We found that Breadth-First was the most inefficient at solving the magic square

1. Depth-First

The DFS explores the deepest nodes first in the frontier, then goes back to the deepest unexplored node. Our implementation uses a stack (LIFO) or the frontier, pushing a node, then peeking to get to the latest node added checking for a goal. A Node List will check the availableActions for the node successors, then checks against the frontier to push the new nodes in if not already there.

1. Tracking nodes:

We had to keep track of the nodes created and expanded during the search. To do so, we utilized two variables, the expanded one, whenever a new node was added to the frontier, and the created one, everytime a successor node was searched

1. Conclusion

The DFS approach is better suited for this problem. It does not start over the search progress and checks all the possible solutions by going up the expanded nodes, instead of the very first input.

These approach still are very inefficient when faced to bigger problems/more incomplete

1. Heuristic Implementation

We've chosen to use the A* Heuristic algorithm. Our heuristic sums up all of the diagonals/rows/cols which are not equal to board sum. It is consistent to the board size, using the goal formula. We are not using any random variables making it amissible.

Our implementation of A* follows the algorithm seen in class.

The algorithm uses a priority queue, which uses comparable interface where we define compareTo function which checks the total cost (real cost + heuristic calculated cost), based on that, sorts the elements.

This guarantees us that the best candidate value is always chosen.

1. Improve

With our heuristic approach, if an array {{2, 9, 0}, {0, 0, 0}, {0, 0, 0}};

Here, 9 is in the correct spot, but the sum is calculated as 11.
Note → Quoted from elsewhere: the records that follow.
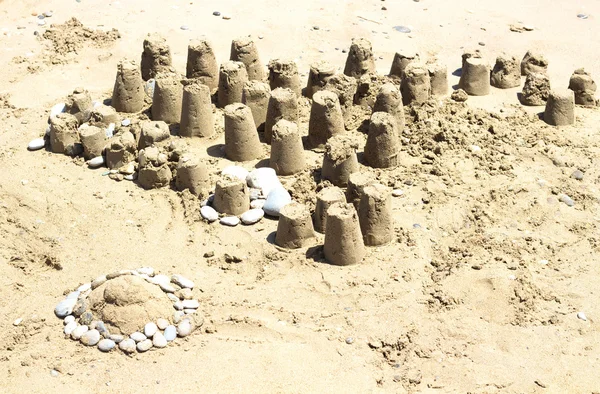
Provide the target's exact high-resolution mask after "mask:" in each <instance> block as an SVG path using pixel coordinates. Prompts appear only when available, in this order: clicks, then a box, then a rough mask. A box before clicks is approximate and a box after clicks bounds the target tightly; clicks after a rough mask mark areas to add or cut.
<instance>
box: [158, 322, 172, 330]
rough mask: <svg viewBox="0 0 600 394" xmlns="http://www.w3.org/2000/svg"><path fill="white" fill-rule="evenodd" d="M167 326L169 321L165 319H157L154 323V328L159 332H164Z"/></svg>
mask: <svg viewBox="0 0 600 394" xmlns="http://www.w3.org/2000/svg"><path fill="white" fill-rule="evenodd" d="M168 326H169V321H168V320H167V319H158V320H157V321H156V327H158V328H160V329H161V330H164V329H165V328H167V327H168Z"/></svg>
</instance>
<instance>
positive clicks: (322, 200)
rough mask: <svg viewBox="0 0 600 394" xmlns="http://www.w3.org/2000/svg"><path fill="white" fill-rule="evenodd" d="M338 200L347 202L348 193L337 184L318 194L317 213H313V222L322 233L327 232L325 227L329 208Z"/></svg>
mask: <svg viewBox="0 0 600 394" xmlns="http://www.w3.org/2000/svg"><path fill="white" fill-rule="evenodd" d="M338 202H342V203H344V202H346V195H345V194H344V191H343V190H342V189H340V188H339V187H337V186H329V187H326V188H324V189H322V190H321V191H320V192H319V193H318V194H317V204H316V207H315V213H314V214H313V224H314V226H315V230H316V231H318V232H320V233H321V234H324V233H325V229H326V228H327V210H328V209H329V207H331V206H332V205H333V204H335V203H338Z"/></svg>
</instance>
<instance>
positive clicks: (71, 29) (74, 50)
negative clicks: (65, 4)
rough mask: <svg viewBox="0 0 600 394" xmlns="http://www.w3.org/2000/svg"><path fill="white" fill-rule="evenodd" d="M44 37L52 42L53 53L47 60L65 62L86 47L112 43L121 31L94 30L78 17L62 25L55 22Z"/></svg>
mask: <svg viewBox="0 0 600 394" xmlns="http://www.w3.org/2000/svg"><path fill="white" fill-rule="evenodd" d="M42 37H43V38H44V39H45V40H47V41H48V42H49V44H50V48H49V49H50V52H51V53H48V54H47V56H46V57H45V60H46V62H47V63H50V64H64V63H68V62H71V61H73V60H74V57H75V55H77V53H78V52H79V51H80V50H81V49H83V48H85V47H90V46H92V47H96V48H101V47H105V46H107V45H110V44H112V43H113V42H115V41H116V40H117V39H118V38H120V37H121V33H119V31H118V30H117V29H112V30H110V31H102V30H93V29H90V28H88V27H85V26H84V25H83V24H82V23H81V22H79V20H77V18H71V19H70V20H68V21H67V22H65V23H63V24H62V25H58V24H56V25H55V24H53V25H52V26H50V28H49V29H48V30H46V31H45V32H44V34H43V35H42Z"/></svg>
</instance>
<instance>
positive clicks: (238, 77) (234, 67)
mask: <svg viewBox="0 0 600 394" xmlns="http://www.w3.org/2000/svg"><path fill="white" fill-rule="evenodd" d="M246 82H248V73H247V72H246V67H245V66H244V63H242V62H234V61H231V60H229V61H227V62H225V63H223V64H221V68H220V69H219V91H218V92H217V103H218V104H219V107H220V108H225V107H226V106H228V105H229V104H233V103H241V102H242V92H243V90H244V84H245V83H246Z"/></svg>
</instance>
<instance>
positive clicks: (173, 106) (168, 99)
mask: <svg viewBox="0 0 600 394" xmlns="http://www.w3.org/2000/svg"><path fill="white" fill-rule="evenodd" d="M182 98H183V85H182V84H181V76H180V75H179V74H177V73H173V72H170V73H162V74H158V75H157V76H156V84H155V86H154V97H153V99H152V120H155V121H156V120H162V121H164V122H167V123H170V124H173V123H179V121H180V120H181V101H182Z"/></svg>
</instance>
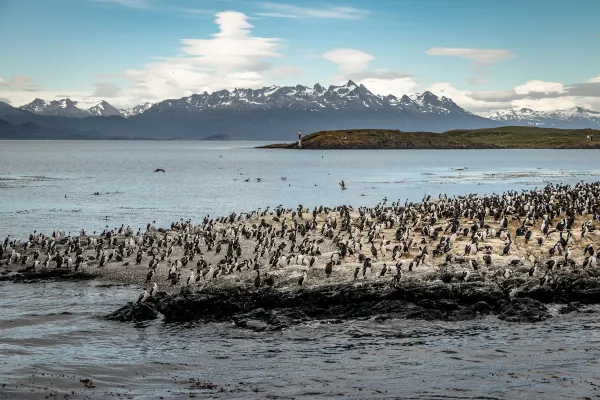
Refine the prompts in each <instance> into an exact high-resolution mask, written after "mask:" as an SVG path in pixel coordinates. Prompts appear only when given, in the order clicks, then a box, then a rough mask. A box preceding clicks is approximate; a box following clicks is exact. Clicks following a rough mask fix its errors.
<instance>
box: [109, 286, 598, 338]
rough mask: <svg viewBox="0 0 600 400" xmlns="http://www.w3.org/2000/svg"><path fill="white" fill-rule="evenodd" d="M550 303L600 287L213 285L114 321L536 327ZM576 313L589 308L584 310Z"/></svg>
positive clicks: (593, 298) (574, 301) (594, 289)
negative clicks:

In the second array, {{2, 0, 1}, {0, 0, 0}, {0, 0, 0}}, 1 is in the wrong place, but the sum is calculated as 3. Because of this reason, the sum will never reach 15. But our code will prioritize this because of its lower sum value.

A way to improve this could be done by checking if such value can ever reach 15 with the highest possible action. If not, the candidate gets repurposed for later use. The cost should be how much it would be to achieve 15 rather than getting the sum of the two values.

This will result in a time improvement by reducing the number of candidates that have to be checked.

Currently, the execution time is rather long. We tried to improve search time with the most efficient (heuristic), but couldn't find a way.